Keep it robust without bureaucracy:

  • Shallow corpus. Let search, links, tags, and tools handle the heavy lifting, including organizing chores.
  • Note schema is optional. Zettelkasten, Fleeting/Project/Evergreen, or none—your choice.
  • Stable filenames. Use a simple stamp pattern if it helps.
  • Metadata:
    • Markdown: use front matter for light metadata.
    • .txt: use a tiny adjacent metadata file only when needed.
  • Sync/history: Git, cloud sync, both or none — your call.

Norms for tools (agents included)

  • Read-only by default; explicit writes.
  • Previewable changes with rationale. Generate human-auditable previews before any write.
  • Explain results. For ranking and retrieval, indicate why (keywords, similarity, links).
  • Respect corpus rules. Honor ignore lists, attachment folders, and local settings.
  • Pipe-friendly I/O. Text/JSON in and out; compose with other CLIs.
  • AI/agent-aware. Expose capabilities in open, automatable ways (e.g., MCP/stdio/HTTP)—no proprietary lock-ins.
  • No schema capture. Indexes are caches; they never become the source of truth.
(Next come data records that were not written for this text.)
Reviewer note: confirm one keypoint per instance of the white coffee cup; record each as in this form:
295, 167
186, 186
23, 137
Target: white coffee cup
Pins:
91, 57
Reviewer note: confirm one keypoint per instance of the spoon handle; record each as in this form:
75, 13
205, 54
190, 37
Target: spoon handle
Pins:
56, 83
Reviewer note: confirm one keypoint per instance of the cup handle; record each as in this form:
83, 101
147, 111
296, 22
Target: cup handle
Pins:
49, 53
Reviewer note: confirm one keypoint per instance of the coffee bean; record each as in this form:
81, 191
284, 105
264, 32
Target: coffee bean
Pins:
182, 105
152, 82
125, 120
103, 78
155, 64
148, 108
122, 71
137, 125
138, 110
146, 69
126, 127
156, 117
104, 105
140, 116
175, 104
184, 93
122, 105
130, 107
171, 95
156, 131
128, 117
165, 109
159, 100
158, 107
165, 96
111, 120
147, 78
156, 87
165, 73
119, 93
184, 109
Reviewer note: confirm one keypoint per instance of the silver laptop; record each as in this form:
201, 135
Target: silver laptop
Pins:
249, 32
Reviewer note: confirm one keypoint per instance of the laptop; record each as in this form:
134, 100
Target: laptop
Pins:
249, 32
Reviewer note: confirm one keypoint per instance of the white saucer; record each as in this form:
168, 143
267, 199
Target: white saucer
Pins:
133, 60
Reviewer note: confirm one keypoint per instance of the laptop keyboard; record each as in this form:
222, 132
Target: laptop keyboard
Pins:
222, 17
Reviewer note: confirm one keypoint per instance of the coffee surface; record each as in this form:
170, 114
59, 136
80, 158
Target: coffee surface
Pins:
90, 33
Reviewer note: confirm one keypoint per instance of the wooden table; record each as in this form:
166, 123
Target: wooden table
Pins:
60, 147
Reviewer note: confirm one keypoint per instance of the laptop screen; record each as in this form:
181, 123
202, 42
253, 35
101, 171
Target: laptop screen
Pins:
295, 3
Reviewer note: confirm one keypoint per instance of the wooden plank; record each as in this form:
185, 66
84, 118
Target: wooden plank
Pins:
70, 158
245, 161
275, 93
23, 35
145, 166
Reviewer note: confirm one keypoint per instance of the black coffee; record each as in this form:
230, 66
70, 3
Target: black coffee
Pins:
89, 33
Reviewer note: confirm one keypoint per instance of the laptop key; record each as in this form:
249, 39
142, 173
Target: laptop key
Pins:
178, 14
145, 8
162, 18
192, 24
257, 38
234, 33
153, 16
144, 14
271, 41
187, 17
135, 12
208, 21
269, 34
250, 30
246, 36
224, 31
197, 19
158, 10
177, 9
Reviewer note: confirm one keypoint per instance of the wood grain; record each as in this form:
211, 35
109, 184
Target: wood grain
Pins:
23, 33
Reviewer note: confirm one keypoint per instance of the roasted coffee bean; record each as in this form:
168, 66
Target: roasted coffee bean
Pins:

Adoption path (practical, not sacred)

  1. Start a corpus. Pick a folder. Make it your system of record.
  2. Choose light conventions. Naming, links, and minimal front matter; stop when marginal value drops.
  3. Add an indexer. Turn on FTS + embeddings + backlinks; let the index come to the files, not the other way around.
  4. Introduce a tool/agent. Examples: Claude Code or Codex (CLI), Claude.ai (app), or LM Studio (local). Use open interfaces (CLI, MCP/stdio/HTTP).
  5. Require previewable writes. Propose → preview → apply → log.
  6. Iterate only where it pays. Improve naming, linking, tagging, and automation gradually.

The Plaintext Test

Ask this before adopting a tool or workflow:

  1. Can I read/edit the files with a basic text editor?
  2. Can I move the folder and keep working—no exports required?
  3. Can the tool propose a human-auditable preview of changes (with rationale) before writing?
  4. Will this still make sense in ten years?

If not, it’s not Commons-compatible.

Industry note

This is a design stance, not a membership. Build and use tools that keep data open, changes explainable, and the plaintext first. Everything else is replaceable.